The revelation that the government gets daily reports from Verizon that includes the metadata on every single communication sent through their network shows the dangers of data mining, something clearly forbidden both by the 4th Amendment and statutory law. Benjamin Wittes gives one very good reason why:
We have only the order itself, not the application that underlies it, but I have a hard time imagining the application that could have produced it. Section 215, codified in law as 50 U.S.C. § 1861, allows the government to apply to the FISA court for an order for production “of any tangible things . . . for an investigation to obtain foreign intelligence information not concerning a United States person or to protect against international terrorism or clandestine intelligence activities. . . .” To acquire such an order, the government does not have to do much—just as it doesn’t have to do much in a criminal investigation: It merely has to offer, in pertinent part, “a statement of facts showing that there are reasonable grounds to believe that the tangible things sought are relevant to an authorized investigation . . . to obtain foreign intelligence information not concerning a United States person or to protect against international terrorism or clandestine intelligence activities.”
So I’m trying to imagine what conceivable of facts would render all telephony metadata generated in the United States “relevant” to an investigation, presumably of the bombing. This would include, of course, all telephony metadata that, as matters turned out, postdates the killing of one bomber and the capture of the other—though there’s no way the government could have known that when the application was submitted. And it would also include all telephony metadata that postdates the government’s conclusion that the Tsarnaev brothers were apparently not agents of any foreign terrorist group. But even if this were not the case, how is it possible that all calls to, say, Dominos Pizza in Peoria, Illinois or all calls over a three month period between two small businesses in Juneau, Alaska would be “relevant” to an investigation of events in Boston—even if we assume that the FBI did not know whom it was investigating in the Boston area and did not know whom that unknown person was communicating with?

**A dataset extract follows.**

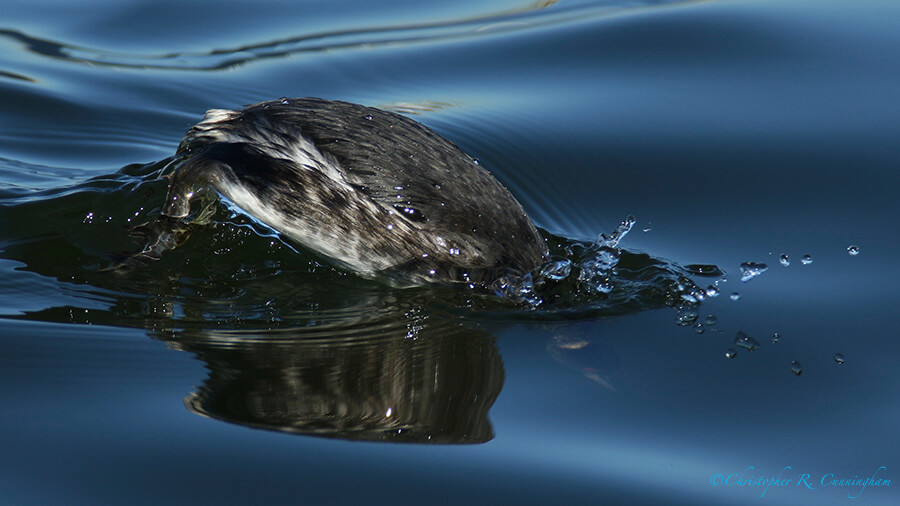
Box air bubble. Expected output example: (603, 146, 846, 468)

I think the only possible answer to this question is that a dataset of this size could be “relevant” because there are ways of analyzing big datasets algorithmically to yield all kinds of interesting things—but only if the dataset is known to include all of the possibly-relevant material. The data may not be relevant, but the dataset is relevant because it is complete—and therefore is sure to include any communications by whomever the bombers turn out to be.
Orin Kerr spells out another problem with the program:
If the order is what it appears to be, then the order points to a problem in Section 1861 that has not been appreciated. Section 1861 says that the “things” that are collected must be relevant to a national security investigation or threat assessment, but it says nothing about the scope of the things obtained. When dealing with a physical object, we naturally treat relevance on an object-by-object basis. Sets of records are different. If Verizon has a database containing records of billions of phone calls made by millions of customers, is that database a single thing, millions of things, or billions of things? Is relevance measured by each record, each customer, or the relevance of the entire database as a whole? If the entire massive database has a single record that is relevant, does that make the entire database relevant, too? The statute doesn’t directly answer that, it seems to me. But certainly it’s surprising — and troubling — if the Section 1861 relevance standard is being interpreted at the database-by-database level.
That isn’t just troubling, it’s terrifying.